Il essuie ses paumes sur le tissu de son pantalon, les
débarrasse des dernières traces de sel.
Seul au
milieu d'un bouquet de sapins verts, un mélèze parait être l'unique végétal sensible à la venue de
la saison froide. Les aiguilles jaunies du conifère luisent d'humidité,
semblables aux paillettes d'une robe de sirène, le soir; ou aux cheveux fins de
cet enfant qu'il n'attendra plus.
Au pied
de l'arbre, l'alchimiste ôte son chapeau de feutre, sa veste de lin couleur
sable, froissée, et il se retrouve, grisonnant, dans sa cinquantaine,
frissonnant dans son gilet de peau. Il touche l'écorce du mélèze. Un léger vent
d'ouest agite les branchages et soulève un nuage d'aiguilles mortes au dessus
du sol. Il prend l'arbre dans ses bras.
Autre temps, autres écailles. Il ressent un peu d'appréhension. Que va t il
faire de son vertige congénital ? Il commençe à escalade le tronc.
Un pied, une main, un
pied, une main, vers le haut, et toujours trois points de fixation. Etrangement,
c'est justement elle, créature de profondeur, qui lui a expliqué comment ne pas
perdre l'équilibre, comment garder la tête haute quand on n'a plus les pieds
sur terre. Il a oublié de lui demander qui le lui a appris, à elle.

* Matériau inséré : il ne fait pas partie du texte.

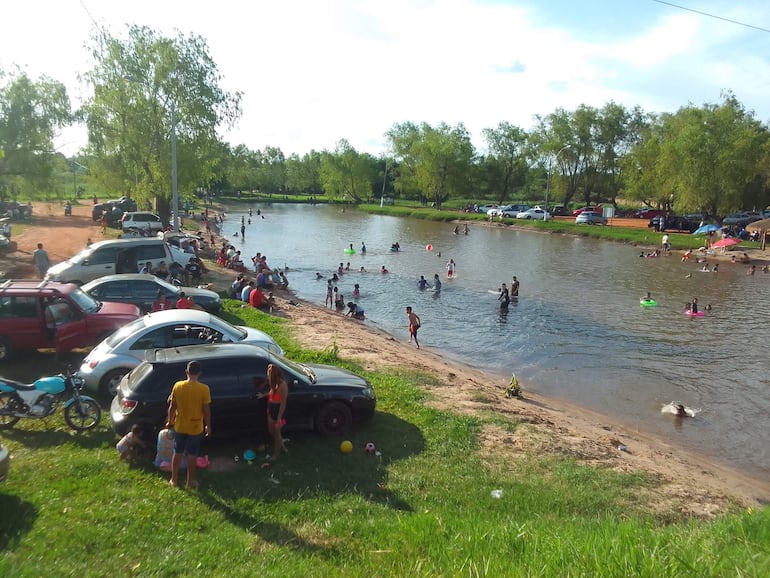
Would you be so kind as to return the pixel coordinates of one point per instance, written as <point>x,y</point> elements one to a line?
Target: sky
<point>313,72</point>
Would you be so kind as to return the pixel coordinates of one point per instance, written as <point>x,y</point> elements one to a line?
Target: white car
<point>533,213</point>
<point>141,221</point>
<point>122,351</point>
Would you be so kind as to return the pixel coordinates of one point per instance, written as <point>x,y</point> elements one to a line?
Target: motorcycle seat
<point>16,384</point>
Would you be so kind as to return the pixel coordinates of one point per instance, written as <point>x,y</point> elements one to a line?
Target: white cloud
<point>315,72</point>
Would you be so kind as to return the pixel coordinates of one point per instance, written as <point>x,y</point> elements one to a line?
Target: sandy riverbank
<point>687,483</point>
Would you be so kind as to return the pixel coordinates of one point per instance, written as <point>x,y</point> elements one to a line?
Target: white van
<point>115,256</point>
<point>141,221</point>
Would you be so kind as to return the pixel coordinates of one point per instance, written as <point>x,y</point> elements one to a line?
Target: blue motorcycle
<point>42,398</point>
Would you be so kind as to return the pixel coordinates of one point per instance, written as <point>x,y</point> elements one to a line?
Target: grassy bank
<point>424,507</point>
<point>630,236</point>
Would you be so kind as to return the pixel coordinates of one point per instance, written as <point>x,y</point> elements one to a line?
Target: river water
<point>576,332</point>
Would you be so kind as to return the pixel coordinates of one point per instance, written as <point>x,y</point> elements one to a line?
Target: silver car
<point>114,357</point>
<point>590,218</point>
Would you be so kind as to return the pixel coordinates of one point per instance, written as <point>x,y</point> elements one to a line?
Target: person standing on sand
<point>414,325</point>
<point>189,413</point>
<point>40,260</point>
<point>276,407</point>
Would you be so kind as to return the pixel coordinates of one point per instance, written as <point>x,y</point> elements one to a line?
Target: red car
<point>48,315</point>
<point>596,209</point>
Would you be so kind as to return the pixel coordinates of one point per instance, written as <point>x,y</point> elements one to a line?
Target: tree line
<point>149,90</point>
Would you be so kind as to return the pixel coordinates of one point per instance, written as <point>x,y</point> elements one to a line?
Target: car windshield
<point>125,331</point>
<point>232,332</point>
<point>299,369</point>
<point>85,301</point>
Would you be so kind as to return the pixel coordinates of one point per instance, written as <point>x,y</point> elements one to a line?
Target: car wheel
<point>333,419</point>
<point>108,386</point>
<point>6,349</point>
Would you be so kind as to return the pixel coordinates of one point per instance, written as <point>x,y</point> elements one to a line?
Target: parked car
<point>122,351</point>
<point>141,221</point>
<point>510,211</point>
<point>648,213</point>
<point>484,209</point>
<point>143,289</point>
<point>590,218</point>
<point>5,463</point>
<point>533,213</point>
<point>35,315</point>
<point>596,209</point>
<point>321,397</point>
<point>740,219</point>
<point>673,223</point>
<point>115,256</point>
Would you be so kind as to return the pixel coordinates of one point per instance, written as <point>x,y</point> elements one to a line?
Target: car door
<point>234,403</point>
<point>67,323</point>
<point>21,322</point>
<point>146,292</point>
<point>118,291</point>
<point>100,262</point>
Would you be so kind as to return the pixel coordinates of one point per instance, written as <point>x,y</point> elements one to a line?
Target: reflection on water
<point>576,332</point>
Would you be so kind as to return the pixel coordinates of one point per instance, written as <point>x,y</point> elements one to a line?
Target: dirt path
<point>687,483</point>
<point>61,236</point>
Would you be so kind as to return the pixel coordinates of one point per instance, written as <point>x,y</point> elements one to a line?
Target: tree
<point>506,164</point>
<point>348,173</point>
<point>436,161</point>
<point>303,175</point>
<point>147,87</point>
<point>30,114</point>
<point>708,159</point>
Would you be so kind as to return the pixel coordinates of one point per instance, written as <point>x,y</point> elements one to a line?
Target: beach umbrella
<point>726,242</point>
<point>763,225</point>
<point>706,229</point>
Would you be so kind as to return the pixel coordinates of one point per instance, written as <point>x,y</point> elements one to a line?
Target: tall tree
<point>30,114</point>
<point>506,164</point>
<point>348,173</point>
<point>147,87</point>
<point>435,160</point>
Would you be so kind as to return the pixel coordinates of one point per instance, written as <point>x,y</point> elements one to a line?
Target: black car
<point>673,223</point>
<point>142,290</point>
<point>323,398</point>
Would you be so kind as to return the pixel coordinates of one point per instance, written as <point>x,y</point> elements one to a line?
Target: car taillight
<point>127,406</point>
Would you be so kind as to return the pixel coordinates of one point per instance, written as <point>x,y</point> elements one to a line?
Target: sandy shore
<point>686,483</point>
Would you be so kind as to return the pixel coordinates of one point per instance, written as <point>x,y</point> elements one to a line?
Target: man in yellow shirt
<point>189,413</point>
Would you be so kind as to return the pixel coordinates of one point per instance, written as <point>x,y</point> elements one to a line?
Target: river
<point>576,332</point>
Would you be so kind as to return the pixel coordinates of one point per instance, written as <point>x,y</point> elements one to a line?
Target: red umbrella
<point>726,242</point>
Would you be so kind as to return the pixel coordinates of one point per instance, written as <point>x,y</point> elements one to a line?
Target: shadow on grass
<point>314,467</point>
<point>33,437</point>
<point>16,521</point>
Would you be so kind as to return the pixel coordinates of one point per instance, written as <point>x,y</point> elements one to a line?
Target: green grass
<point>422,508</point>
<point>637,237</point>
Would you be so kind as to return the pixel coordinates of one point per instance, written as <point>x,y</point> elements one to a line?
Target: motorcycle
<point>42,398</point>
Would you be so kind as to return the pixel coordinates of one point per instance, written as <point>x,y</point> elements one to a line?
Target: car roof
<point>36,286</point>
<point>125,277</point>
<point>177,316</point>
<point>202,352</point>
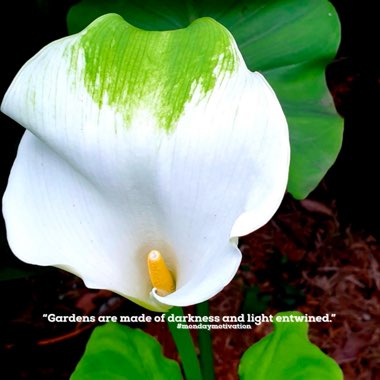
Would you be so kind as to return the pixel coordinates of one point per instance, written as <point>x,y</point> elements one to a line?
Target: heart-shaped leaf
<point>287,353</point>
<point>118,352</point>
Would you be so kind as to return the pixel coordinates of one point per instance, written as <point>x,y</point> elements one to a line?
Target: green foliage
<point>117,352</point>
<point>287,353</point>
<point>289,41</point>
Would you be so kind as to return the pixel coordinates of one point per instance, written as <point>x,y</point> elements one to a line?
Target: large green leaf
<point>118,352</point>
<point>289,41</point>
<point>287,354</point>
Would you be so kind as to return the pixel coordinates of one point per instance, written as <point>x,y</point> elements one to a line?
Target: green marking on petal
<point>129,68</point>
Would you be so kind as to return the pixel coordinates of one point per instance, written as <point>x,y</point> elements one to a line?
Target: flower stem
<point>205,344</point>
<point>185,346</point>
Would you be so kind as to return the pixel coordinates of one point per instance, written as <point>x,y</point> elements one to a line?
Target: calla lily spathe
<point>138,141</point>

L'alchimiste regarde en contrebas. Déjà, le sol ameubli par l'humidité a oublié
la trace de ses pas. Monter encore.
Il
parvient à la première fourche, continue, négligeant les possibilités de
déviations horizontales que lui offraient les branches, culs-de-sac peuplés de
pommes de mélèze vidées de leurs graines. Au bout d'une branche exposée au sud,
un écureuil tardif lui fait les yeux doux tout en grignotant une faine de
hêtre. Où as tu caché tes écailles, animal des bois, que Karoly l'alchimiste
pusse t'entretenir du seul sujet qu'il
connaisse par cœur ? De la vie en dehors de cet arbre, Il n'y a plus rien à
raconter qu'il n'ait déjà vécu à travers
du contact de ses pieds, de ses mains,
du ventre, de la poitrine, et de l'écorce. Ou bien d'écailles analogues.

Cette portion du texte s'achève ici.